First edition. Cowan I, p. 15. Cowan II, p. 44. Ferguson 3564. Forbes, Hawaiian National Bibliography 1377 (not noting mispagination in vol. 1 and calling in error for 12 plates in vol. 2). Hill 102. Howell 50, California 18. Howes B318. Hunnewell, p. 23. Lada-Mocarski 117 (not noting mispagination in vol. 1). Sabin 4390. Wickersham 6543a. This surveying voyage, repeatedly extended by intervening circumstances, lasted nearly seven years from the time Belcher took command in Panama until the Sulphur returned to England. During his visit to California (vol. 1, pp. 311-340), he stopped at San Francisco and San Diego, although he does not seem to have been overly impressed with either of those locales.
($750-1,500)
§§§§§
As a result of the independence of Mexico from Spain in 1821, the naval department of San Blas was without ships. After three centuries of attempts to penetrate the former Spanish colony, England sought opportunities of exploitation and investment, and began to serve as the maritime carrier for Mexico on the Pacific coast. As a result, the great surveys of George Vancouver (1792-1793) notwithstanding, British navigators sought to expand knowledge of the Pacific Basin and continue the national obsession, the search for a northern water passage between the Atlantic and Pacific oceans. Between 1825 and 1828, Frederick W. Beechey with the Blossom had explored the Pacific coast to the Arctic Ocean with Lieutenant Edward Belcher, a native of Nova Scotia, as surveyor.
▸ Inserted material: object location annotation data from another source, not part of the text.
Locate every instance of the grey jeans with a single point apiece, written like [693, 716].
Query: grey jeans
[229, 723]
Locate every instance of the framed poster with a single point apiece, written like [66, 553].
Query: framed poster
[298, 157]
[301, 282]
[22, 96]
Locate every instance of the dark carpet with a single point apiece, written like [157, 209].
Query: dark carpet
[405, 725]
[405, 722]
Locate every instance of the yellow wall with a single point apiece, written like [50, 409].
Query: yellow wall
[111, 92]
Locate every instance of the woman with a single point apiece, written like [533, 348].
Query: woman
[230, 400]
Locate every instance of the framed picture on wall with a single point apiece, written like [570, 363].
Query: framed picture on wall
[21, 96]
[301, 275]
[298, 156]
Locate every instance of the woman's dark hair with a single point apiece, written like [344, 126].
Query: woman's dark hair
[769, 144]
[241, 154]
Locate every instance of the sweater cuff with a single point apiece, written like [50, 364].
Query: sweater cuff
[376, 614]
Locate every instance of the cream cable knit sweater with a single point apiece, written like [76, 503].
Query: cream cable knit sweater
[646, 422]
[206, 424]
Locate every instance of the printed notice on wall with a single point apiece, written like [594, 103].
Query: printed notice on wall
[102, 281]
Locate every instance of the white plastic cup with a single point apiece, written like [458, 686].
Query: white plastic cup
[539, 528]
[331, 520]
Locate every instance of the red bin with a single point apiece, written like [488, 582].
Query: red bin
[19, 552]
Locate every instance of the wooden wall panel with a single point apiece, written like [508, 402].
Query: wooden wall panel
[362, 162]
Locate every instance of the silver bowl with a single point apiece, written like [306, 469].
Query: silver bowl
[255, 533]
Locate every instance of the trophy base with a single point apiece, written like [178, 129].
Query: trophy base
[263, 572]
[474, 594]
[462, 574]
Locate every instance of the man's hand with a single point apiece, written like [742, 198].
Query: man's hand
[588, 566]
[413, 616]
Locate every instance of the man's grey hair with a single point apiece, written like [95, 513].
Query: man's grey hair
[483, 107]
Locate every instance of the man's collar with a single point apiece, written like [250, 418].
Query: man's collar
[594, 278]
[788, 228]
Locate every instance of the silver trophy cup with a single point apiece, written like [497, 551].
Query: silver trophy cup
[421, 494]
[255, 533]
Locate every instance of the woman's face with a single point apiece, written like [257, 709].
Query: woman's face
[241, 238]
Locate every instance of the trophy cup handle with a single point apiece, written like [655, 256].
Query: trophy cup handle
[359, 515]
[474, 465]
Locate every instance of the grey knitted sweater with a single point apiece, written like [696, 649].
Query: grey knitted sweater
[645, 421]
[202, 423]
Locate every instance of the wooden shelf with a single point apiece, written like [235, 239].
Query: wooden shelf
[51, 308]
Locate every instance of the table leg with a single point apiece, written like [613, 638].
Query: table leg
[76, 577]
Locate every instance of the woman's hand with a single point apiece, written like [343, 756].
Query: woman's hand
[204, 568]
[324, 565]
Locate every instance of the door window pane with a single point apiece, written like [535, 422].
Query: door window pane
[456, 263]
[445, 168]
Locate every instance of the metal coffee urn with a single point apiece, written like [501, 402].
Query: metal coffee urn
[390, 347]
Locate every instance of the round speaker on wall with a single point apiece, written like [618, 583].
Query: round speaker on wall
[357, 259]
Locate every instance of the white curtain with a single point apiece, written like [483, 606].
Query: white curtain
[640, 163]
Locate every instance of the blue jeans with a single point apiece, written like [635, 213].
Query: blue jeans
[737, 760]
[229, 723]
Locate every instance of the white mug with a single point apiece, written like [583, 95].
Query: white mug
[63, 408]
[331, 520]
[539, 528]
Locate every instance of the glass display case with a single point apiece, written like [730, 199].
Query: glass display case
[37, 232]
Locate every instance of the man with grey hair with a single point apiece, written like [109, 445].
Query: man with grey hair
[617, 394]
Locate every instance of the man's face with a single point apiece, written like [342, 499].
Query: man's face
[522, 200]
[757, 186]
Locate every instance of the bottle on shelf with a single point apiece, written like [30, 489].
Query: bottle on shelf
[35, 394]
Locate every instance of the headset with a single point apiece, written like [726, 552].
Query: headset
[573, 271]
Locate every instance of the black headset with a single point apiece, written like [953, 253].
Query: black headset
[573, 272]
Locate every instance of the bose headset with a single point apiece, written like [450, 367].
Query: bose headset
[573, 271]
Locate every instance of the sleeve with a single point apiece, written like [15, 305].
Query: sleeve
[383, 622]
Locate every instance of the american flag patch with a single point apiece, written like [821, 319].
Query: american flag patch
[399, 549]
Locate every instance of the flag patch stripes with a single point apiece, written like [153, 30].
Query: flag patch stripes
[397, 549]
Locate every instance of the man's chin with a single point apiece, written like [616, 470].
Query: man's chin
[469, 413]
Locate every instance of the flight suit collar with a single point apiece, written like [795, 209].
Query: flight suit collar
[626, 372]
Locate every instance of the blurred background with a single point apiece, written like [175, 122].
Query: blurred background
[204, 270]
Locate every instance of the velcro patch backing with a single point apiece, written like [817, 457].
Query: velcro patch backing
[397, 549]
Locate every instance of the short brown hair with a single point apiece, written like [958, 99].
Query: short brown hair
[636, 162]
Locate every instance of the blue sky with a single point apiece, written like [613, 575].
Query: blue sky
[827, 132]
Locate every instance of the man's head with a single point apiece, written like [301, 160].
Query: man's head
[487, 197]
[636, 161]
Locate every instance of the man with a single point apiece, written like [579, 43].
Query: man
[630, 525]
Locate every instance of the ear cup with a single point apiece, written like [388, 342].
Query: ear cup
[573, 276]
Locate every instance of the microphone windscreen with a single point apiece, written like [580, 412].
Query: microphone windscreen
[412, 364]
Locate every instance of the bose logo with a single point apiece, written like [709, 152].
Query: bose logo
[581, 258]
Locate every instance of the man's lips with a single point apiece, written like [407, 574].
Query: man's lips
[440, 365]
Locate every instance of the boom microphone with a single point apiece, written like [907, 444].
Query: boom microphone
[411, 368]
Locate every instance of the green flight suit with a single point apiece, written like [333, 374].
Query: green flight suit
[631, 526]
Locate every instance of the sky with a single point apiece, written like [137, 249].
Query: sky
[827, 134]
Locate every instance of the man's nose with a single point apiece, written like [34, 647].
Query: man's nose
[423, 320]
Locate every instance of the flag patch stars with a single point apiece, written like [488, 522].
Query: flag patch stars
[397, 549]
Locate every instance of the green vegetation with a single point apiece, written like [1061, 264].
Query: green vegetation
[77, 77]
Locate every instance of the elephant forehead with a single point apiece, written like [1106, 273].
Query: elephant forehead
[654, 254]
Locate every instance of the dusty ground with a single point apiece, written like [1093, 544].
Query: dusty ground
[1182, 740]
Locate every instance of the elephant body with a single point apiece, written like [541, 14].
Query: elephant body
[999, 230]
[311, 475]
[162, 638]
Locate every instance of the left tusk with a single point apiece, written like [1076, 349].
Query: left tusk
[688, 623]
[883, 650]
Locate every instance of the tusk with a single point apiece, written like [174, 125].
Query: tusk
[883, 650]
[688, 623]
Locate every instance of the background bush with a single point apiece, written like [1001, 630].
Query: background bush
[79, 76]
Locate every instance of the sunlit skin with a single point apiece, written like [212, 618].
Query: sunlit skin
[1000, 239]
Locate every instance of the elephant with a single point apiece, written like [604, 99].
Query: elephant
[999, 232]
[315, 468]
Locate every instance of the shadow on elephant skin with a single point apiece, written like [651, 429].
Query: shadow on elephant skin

Dissatisfied with his explorations, Beechey, commanding the Sulphur, made a second voyage in 1836 but fell ill upon reaching Valparaiso and the expedition was continued under Henry Kellett. At Panama, Belcher, now a captain, joined the expedition and assumed command for the remainder of its exploration. Of particular importance is the exploration of California, not only because it included a monthlong survey of the Sacramento River from San Francisco Bay in longboats, but also because of the international situation of the region. France and England were, at the time, creditor nations of Mexico, which was unable to service the debts to the bankers of those nations, and both began extensive exploration to the end of possibly occupying the territory of California in payment of debts. During the years of Belcher’s survey, Abel Dupetit-Thouars (q.v.) and Eugène Duflot de Mofras (q.v.) were involved in surveys of California for similar reasons.